The framework uses the Android Application Exerciser Monkey along with a smartphone, and a network monitor (i.e., PC) to create ICMP ping profiles for one hundred pieces of malware and one hundred pieces of legitimate software. You will need to modify this framework to extract layer 1, layer 2 (i.e., 802.11), and layer 3 parameters, and create datasets with meaningful features, that can be used by machine learning to demonstrate the ability to discern malware operation from legitimate operation.
The overall goal is to detect Android malware automatically based on machine learning. The project can be divided into three parts.
We plan to collect 100 Android malwares, and 100 legal apps as target dataset. To guarantee the robustness, we will collect different types of apps, range included game, social media and etc.

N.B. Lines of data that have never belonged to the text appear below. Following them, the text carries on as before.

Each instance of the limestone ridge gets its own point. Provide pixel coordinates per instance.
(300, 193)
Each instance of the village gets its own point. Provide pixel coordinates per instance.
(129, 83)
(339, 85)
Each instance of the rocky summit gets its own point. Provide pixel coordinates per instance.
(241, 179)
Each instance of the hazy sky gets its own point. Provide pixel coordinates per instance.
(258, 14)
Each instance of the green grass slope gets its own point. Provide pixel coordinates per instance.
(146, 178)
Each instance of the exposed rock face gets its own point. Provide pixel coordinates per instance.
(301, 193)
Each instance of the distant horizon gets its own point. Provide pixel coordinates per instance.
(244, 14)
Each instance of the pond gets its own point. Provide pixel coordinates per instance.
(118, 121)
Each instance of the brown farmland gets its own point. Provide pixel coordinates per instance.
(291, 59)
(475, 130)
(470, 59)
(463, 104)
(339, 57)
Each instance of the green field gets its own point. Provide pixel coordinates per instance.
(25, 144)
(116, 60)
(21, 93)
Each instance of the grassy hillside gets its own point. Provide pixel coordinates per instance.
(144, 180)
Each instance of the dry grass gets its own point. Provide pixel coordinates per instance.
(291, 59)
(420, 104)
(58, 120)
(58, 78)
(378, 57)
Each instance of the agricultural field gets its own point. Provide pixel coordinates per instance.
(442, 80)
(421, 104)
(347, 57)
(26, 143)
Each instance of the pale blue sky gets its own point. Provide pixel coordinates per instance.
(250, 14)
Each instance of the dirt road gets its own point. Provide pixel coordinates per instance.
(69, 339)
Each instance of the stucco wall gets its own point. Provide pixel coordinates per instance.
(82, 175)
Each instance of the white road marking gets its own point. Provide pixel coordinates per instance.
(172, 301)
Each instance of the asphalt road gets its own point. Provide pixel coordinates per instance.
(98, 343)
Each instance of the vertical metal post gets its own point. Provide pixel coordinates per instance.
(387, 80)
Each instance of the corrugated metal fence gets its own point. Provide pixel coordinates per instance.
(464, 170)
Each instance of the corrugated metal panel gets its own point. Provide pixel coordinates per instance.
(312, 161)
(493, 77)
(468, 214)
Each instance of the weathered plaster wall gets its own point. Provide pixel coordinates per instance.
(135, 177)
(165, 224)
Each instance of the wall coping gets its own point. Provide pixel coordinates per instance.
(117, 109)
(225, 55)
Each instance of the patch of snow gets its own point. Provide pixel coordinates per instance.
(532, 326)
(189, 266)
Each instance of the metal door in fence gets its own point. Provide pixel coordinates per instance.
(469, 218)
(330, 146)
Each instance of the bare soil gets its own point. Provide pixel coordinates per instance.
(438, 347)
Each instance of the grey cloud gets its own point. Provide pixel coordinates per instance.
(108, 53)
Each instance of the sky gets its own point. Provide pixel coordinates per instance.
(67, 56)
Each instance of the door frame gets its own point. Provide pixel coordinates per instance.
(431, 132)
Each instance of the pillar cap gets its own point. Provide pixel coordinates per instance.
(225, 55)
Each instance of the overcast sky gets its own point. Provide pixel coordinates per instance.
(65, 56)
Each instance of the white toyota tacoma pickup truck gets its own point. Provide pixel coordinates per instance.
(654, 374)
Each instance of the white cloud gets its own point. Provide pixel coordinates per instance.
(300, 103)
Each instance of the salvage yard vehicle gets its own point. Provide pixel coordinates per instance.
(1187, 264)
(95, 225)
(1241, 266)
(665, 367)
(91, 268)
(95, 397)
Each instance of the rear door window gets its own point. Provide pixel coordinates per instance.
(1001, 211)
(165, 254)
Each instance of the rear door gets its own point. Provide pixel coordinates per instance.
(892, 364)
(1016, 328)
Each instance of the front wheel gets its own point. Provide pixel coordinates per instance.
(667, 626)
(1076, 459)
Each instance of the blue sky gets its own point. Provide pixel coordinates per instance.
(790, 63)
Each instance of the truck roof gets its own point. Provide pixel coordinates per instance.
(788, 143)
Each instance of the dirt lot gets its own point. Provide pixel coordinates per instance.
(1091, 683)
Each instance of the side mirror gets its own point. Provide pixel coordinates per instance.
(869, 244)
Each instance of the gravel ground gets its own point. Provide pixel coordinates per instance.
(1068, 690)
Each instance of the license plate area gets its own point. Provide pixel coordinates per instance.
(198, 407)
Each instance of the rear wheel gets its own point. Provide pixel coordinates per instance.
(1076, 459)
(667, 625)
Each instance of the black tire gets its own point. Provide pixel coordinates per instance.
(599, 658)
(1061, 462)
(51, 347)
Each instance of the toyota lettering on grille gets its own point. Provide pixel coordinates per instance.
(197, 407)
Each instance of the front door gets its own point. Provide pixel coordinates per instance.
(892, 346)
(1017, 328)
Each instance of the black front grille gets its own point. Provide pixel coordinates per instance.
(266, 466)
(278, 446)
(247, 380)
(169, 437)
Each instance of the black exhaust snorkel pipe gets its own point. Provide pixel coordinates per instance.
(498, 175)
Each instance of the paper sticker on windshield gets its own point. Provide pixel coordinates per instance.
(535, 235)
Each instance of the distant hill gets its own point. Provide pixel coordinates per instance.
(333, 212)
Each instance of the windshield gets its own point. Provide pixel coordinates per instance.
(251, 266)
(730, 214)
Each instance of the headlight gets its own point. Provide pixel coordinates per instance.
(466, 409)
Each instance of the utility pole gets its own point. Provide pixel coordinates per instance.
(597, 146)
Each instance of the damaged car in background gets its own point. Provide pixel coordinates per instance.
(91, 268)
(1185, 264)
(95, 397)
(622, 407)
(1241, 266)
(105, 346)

In this case, to ensure test environment is pure, we would install and test malware one by one. More specifically, we would install apps by adb and extract package list, then run and test apps one by one with Monkeyrunner’s random operation. After installing one malware into Android device, we will use another laptop to ping this Andriod device and monitor all traffic between certain Android device and laptop. More specifically, we will ping the device and wait for the reply, the delta delay time represents the current traffic condition. In order to reduce random error, for each malware, we will repeat individual test 100 times via 5 minutes period for each sample. After that we will use wireshark to analyze the package and extract useful information.
First we will try random forest tree algorithm, then we will try different models to find one have best performance. Since we have a relative larger dataset, there is no need to use 10-fold cross validation. We plan to use 70% data as training dataset, 10% as validation dataset and 20% as test dataset.